Consider the hypothesis (H) that the couple is innocent. Under this hypothesis, the probability (D) that an eyewitness would see a couple with the specified characteristics is astonishingly low, calculated as 1 in 12 million—a product of the individual probabilities detailed above. Note this assumes these characteristics are independent which is almost certainly not true and actually underestimates the probability.

The couple were initially convicted based on this argument.If the likelihood of them being innocent is so small, then they ought to be guilty.

The problem is that this probability gives the probability of observing a couple with the given characteristics under the hypothesis that the couple were innocent.

This is P(D|H), the sampling probability.

However, what we are really interested in is the probability that the hypothesis is true given we observed a couple with the aforementioned characteristics - P(H|D) or the inferential probability.

This can again be calculated using Bayes rule as follows

$$ P(H \mid D) = \frac {P(D\mid H) \times P(H)}{P(D)} $$ where

$$ P(D) = P( D \mid H) \times P(H) + P( D \mid \neg H) \times P( \neg H) $$

Now we have to determine priors - $ P(H) $ , the prior probability that the couple is innocent and $ P( \neg H) $ , the prior probability that the couple is guilty. Note these are to determined before we observe any evidence i.e. the eye witness account.

Given there were some 5 million couples in the Los Angeles area where the crime was committed, and any one of these couples could have committed a crime, a reasonable prior is

$$ P(\neg H) = \frac{1}{5,000,000} $$

This implies

$$ P(H) = \frac{4,999,999}{5,000,000}$$

The other term we need to determine is $ P(\frac{D}{\neg H}) $, This is the probability of observing the stated characteristics in table 1, if the couple were guilty. This will be 1.
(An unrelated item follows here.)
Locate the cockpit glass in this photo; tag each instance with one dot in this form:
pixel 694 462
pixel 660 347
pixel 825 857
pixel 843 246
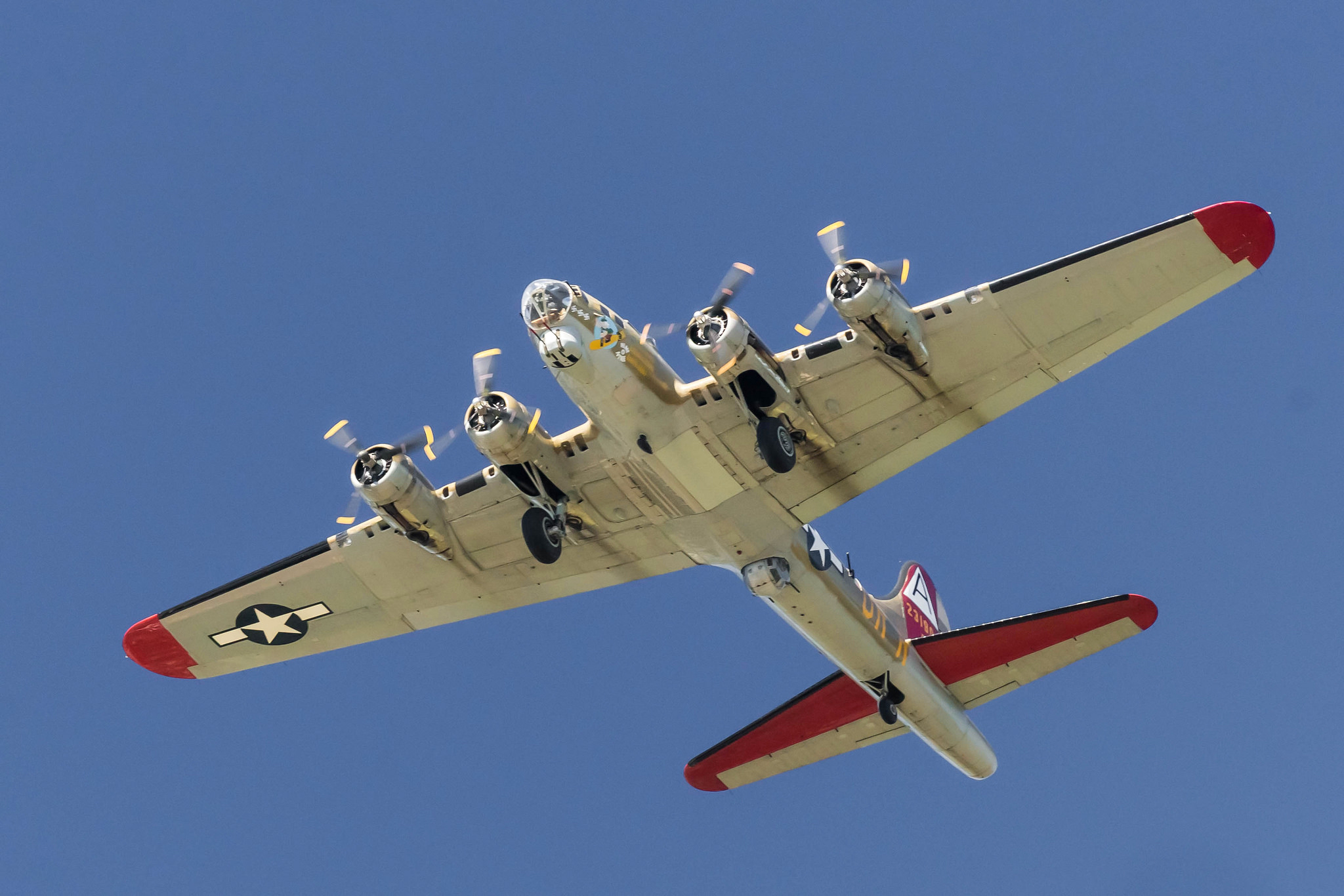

Plugging these values in, the posterior probability that the couple is innocent is given by

$$ P(H \mid D) = \frac {\frac{1}{12,000,000} \times \frac{4,999,999}{5,000,000}}{ \frac{1}{12,000,000} \times \frac{4,999,999}{5,000,000} + 1 \times \frac{1}{5,000,000}} = 0.294 $$

The posterior probability hat the couple is innocent is actually close to 30% rather 1 in 12,000,000. This certainly does not prove anything beyond a reasonable doubt.

You will be glad to know the Collinses’ were acquitted by the California Supreme Court on appeal where the presiding judge commented :

Undoubtedly the jurors were unduly impressed by the mystique of the mathematical demonstration but were unable to assess its relevancy or value

Why this matters in AML

My contention is that AML practitioners also fall victim to base rate fallacy. In place of intervening medically when not needed, or convicting innocent people, AML practitioners tend to investigate cases or file SARs when there isn’t compelling evidence to do so.

Much like in the case against the Collinses, we tend to make decisions based on sampling probabilities rather than inferential probabilities. The chances of all these models triggering an alert on a regular customer is really low, so if they do alert, the customer must be worth investigating.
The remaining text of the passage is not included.